In the TURBOMOLE calculations the large grid m5 (grid 4 for the SCF and grid 5 for the final energy evaluation) was applied for the numerical quadrature of the exchange-correlation energy, except for the reaction of cyclopropane with Ni for PWPB95 as well as for some DHDFs (1DH-BLYP, 1DH-PBE, PTPSS, PBE0-DH, and PBE0-2) in which the largest available (reference) grid was used. In all NWChem calculations, we used the XFine grid, as it is known that the M0X functionals are sensitive to the grid size.90 In the case of ORCA, the large grid 7 (no final energy evaluation) was used.

As wave-function methods for comparison we chose Hartree–Fock (HF), MP2,68 and the spin-component-scaled versions69 SCS-MP267 and SOS-MP2.91 In the case of (SCS-/ SOS-)MP2, only the valence electrons were correlated.

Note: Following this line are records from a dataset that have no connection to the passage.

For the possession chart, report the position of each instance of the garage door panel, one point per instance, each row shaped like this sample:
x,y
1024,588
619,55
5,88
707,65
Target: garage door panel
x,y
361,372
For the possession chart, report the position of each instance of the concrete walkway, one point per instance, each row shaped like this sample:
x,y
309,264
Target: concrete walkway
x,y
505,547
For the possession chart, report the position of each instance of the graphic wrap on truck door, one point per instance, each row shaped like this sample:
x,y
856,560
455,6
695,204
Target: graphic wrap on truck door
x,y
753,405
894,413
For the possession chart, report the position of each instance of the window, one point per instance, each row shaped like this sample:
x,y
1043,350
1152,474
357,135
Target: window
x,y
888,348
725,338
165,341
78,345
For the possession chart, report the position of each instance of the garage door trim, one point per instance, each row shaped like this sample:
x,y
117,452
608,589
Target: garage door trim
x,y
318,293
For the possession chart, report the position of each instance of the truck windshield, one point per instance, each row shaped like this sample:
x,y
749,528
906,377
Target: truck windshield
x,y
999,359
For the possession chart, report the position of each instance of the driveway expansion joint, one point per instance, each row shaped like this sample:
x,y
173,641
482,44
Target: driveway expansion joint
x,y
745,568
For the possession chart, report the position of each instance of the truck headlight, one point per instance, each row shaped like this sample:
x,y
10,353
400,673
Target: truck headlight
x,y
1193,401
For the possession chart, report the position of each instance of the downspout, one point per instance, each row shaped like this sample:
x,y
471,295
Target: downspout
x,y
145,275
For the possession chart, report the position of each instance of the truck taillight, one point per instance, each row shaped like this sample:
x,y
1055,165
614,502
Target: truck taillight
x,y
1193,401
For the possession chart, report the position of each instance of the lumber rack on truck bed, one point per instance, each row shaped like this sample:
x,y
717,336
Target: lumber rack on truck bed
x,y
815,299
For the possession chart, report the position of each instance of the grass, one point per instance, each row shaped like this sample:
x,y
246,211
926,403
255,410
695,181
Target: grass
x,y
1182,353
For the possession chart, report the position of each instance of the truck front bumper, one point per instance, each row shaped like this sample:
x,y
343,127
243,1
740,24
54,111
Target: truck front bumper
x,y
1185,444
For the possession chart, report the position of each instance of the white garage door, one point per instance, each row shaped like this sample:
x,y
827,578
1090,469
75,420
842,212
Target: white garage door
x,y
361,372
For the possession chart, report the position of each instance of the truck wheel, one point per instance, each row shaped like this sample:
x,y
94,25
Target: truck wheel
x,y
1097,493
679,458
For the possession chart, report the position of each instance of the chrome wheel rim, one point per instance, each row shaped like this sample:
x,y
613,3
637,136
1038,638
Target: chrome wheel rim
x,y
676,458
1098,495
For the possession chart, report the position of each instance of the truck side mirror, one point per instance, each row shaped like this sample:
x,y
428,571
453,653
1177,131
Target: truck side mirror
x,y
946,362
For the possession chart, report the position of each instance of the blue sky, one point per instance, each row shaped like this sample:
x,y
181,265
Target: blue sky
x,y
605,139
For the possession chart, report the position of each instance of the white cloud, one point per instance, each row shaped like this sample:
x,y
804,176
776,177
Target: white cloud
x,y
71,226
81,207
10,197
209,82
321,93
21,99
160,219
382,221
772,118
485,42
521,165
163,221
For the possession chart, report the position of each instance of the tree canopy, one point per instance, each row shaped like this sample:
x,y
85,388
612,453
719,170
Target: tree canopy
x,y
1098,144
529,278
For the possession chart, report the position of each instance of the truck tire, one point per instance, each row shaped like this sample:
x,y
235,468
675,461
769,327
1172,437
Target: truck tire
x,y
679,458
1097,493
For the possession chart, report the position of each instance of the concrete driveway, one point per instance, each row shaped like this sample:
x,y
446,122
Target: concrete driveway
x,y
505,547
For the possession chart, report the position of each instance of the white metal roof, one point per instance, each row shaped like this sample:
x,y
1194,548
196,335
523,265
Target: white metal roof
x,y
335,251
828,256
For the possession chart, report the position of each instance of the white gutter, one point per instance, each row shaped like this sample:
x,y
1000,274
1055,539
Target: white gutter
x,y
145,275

Except for some DHDFs (1DH-BLYP, 1DH-PBE, PTPSS, PBE0-DH, and PBE0-2), in most of the TURBOMOLE calculations the RI for the Coulomb integrals (RI-J)92 and for the (double) hybrids for the exchange integrals (RI-K)93 was adopted as well. For the perturbative part of the DHDFs (and the MP2 variants) the RI approximation was used65 in all calculations. All auxiliary basis sets were taken from the TURBOMOLE basis set library.94 The estimated error of the RI approximation in all variants is completely negligible relative to other sources of error and on the order of 0.1–0.2 kcal mol−1 for the considered relative energies.

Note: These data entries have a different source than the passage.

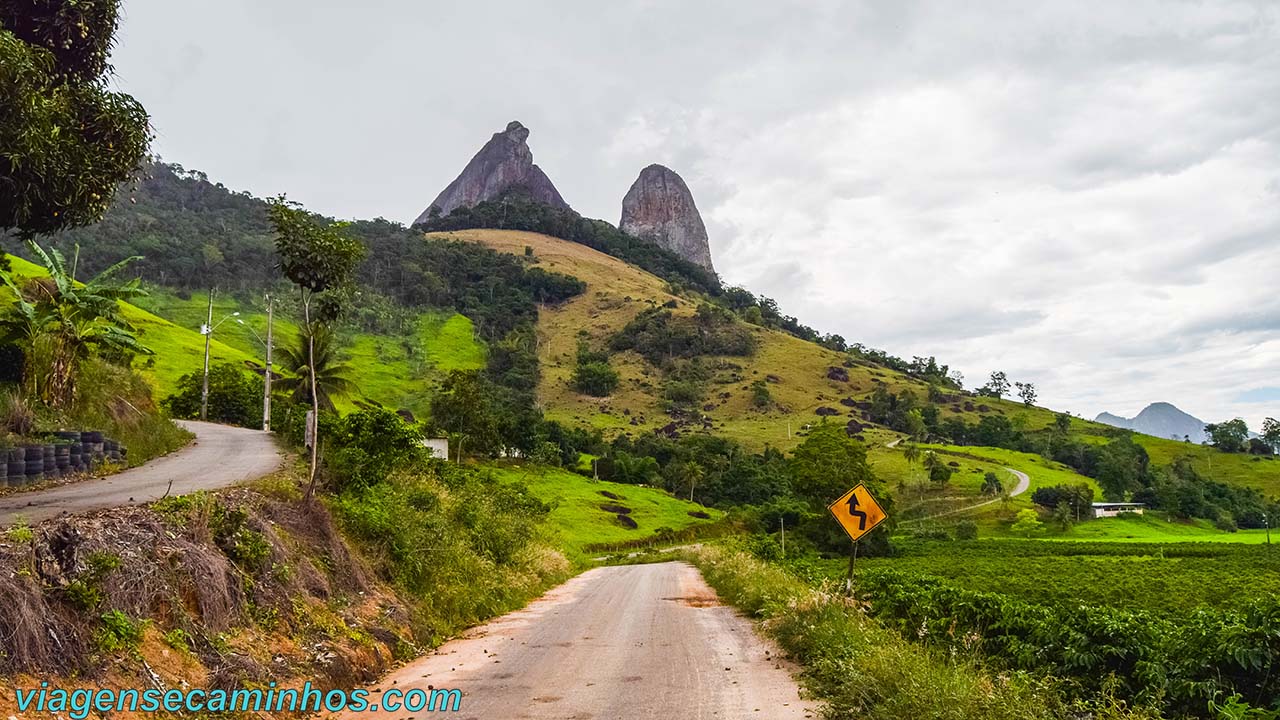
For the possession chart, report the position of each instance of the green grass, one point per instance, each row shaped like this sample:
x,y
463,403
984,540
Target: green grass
x,y
1239,469
178,350
394,372
577,520
858,668
1141,574
1152,527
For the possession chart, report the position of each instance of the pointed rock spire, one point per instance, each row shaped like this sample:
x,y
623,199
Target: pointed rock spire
x,y
661,209
503,164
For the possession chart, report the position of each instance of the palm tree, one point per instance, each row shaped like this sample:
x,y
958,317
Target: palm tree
x,y
333,377
59,320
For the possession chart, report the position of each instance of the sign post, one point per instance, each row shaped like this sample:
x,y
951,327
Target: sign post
x,y
858,514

Additionally, we applied our atom pairwise dispersion correction DFTD-D3 (functionals are denoted with “-D3”)60 together with the Becke–Johnson (BJ) damping function.95

The estimated CCSD(T)/CBS reference values were obtained by using the cc-pVXZ (X=T,Q) basis sets96, 97 and subsequent extrapolation to the complete basis set (CBS) limit according to the procedure of Halkier et al.98, 99 For Pd the cc-pVXZ-PP (X=T,Q) sets and the Stuttgart–Dresden ECP ECP28 MDF were used.100 In the Pd calculations the 4s4p electrons and for Ni the 3s3p electrons were included for the correlation energy. In the case of the main-group elements only the valence electrons were correlated. The remaining core electrons were kept frozen.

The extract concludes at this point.